Binnen de Zvw mag bepaalde zorg, zoals zorg die medisch-specialisten plegen te bieden, slechts ten laste van de basisverzekering gebracht worden na een verwijzing van een (huis)arts, uitgezonderd acute zorgsituaties. Dit biedt de mogelijkheid dat beoordeeld wordt of de patiënt redelijkerwijs aangewezen is op de zorg waar een verwijzing voor vereist is. De vraag is op welke wijze aanvullende geneeskundige zorg onder de Zvw voor een patiënt toegankelijk zal zijn. Hierbij zijn twee mogelijkheden: (1) via verwijzing van een (huis)arts of (2) via directe toegang (tenzij ingeperkt door polisvoorwaarden van een

zorgverzekeraar).

Risico

Indien niet helder is afgebakend op welke wijze de aanvullende geneeskundige zorg toegankelijk is, kan er binnen de Zvw een risico ontstaan op ongewenste stijging van de uitgaven. Zorgverzekeraars kunnen deze ongewenste stijging tegengaan, door onder andere het opnemen van polisvoorwaarden en een scherp inkoopbeleid.
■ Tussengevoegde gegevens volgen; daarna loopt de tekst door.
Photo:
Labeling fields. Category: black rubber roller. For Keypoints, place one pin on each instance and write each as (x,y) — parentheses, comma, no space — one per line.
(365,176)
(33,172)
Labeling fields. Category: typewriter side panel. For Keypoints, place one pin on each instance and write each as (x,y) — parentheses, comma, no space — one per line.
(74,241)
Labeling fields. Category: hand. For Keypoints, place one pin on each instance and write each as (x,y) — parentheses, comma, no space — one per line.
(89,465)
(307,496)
4.4 Transparante aanspraak

Er moet een goede afbakening zijn van de over te hevelen zorg. Daarbij is helderheid vereist over welke zorg ten laste komt van de Zvw en welke zorg onder andere wettelijke domeinen valt. Helderheid over de

aanspraak vermindert het risico op het inbrengen van niet-Zvw zorg ten laste van de Zvw. Verder stelt helderheid over de aanspraak de

zorgverzekeraar in staat om te controleren of de zorg terecht ten laste van de basisverzekering wordt gedeclareerd. De duidelijke begrenzing is ook van belang om een scheiding te kunnen maken tussen zorg vallend onder de Zvw aan de ene kant en zorg vallend onder andere wettelijke domeinen aan de andere kant: de Wlz, Wmo en Jeugdwet. In het

adviesverzoek van VWS is aangegeven dat uitgegaan kan worden van de huidige aanspraken in de Zvw.

Risico

Uit de duiding van het ZiNL blijkt dat de aanvullende geneeskundige zorg, zorg en disciplines omvat die slechts ten dele of onder voorwaarden binnen de basisverzekering vallen. Dat geldt bijvoorbeeld voor

paramedische zorg, vaktherapie en zorg van de orthopedagoog.60 Zonder duidelijke begrenzing en formele vastlegging daarvan bestaat er een risico op het ten onrechte inbrengen van deze zorg onder de

basisverzekering.

Een omschrijving van de samenhangende zorg als één geheel met indicatiecriteria en een duidelijk begin- en eindpunt van de zorg helpen bij een heldere afbakening van deze zorg in de praktijk. Zo kan deze zorg bijvoorbeeld binnen de Zvw worden afgebakend ten opzichte van medisch-specialistische revalidatiezorg en binnen de bekostiging worden afgebakend van de bestaande bekostiging van geneeskundige ggz, paramedische zorg en huisartsenzorg. Het ontbreken van een dergelijke omschrijving bemoeilijkt deze afbakening. Dat kan een prikkel of onduidelijkheid bij zorgaanbieders veroorzaken. Hierdoor kunnen onjuiste prestaties gedeclareerd worden en bestaat er een risico op dubbele bekostiging.

4.5 Bepalen zorgbehoefte

Het is in de Zvw gebruikelijk dat de zorgverlener bepaalt welke zorg er geleverd wordt, al dan niet ondersteund middels beroepsinhoudelijke richtlijnen en standaarden. Bij een gebrek daaraan zou mogelijk het Kwaliteitsinstituut ondersteuning kunnen bieden.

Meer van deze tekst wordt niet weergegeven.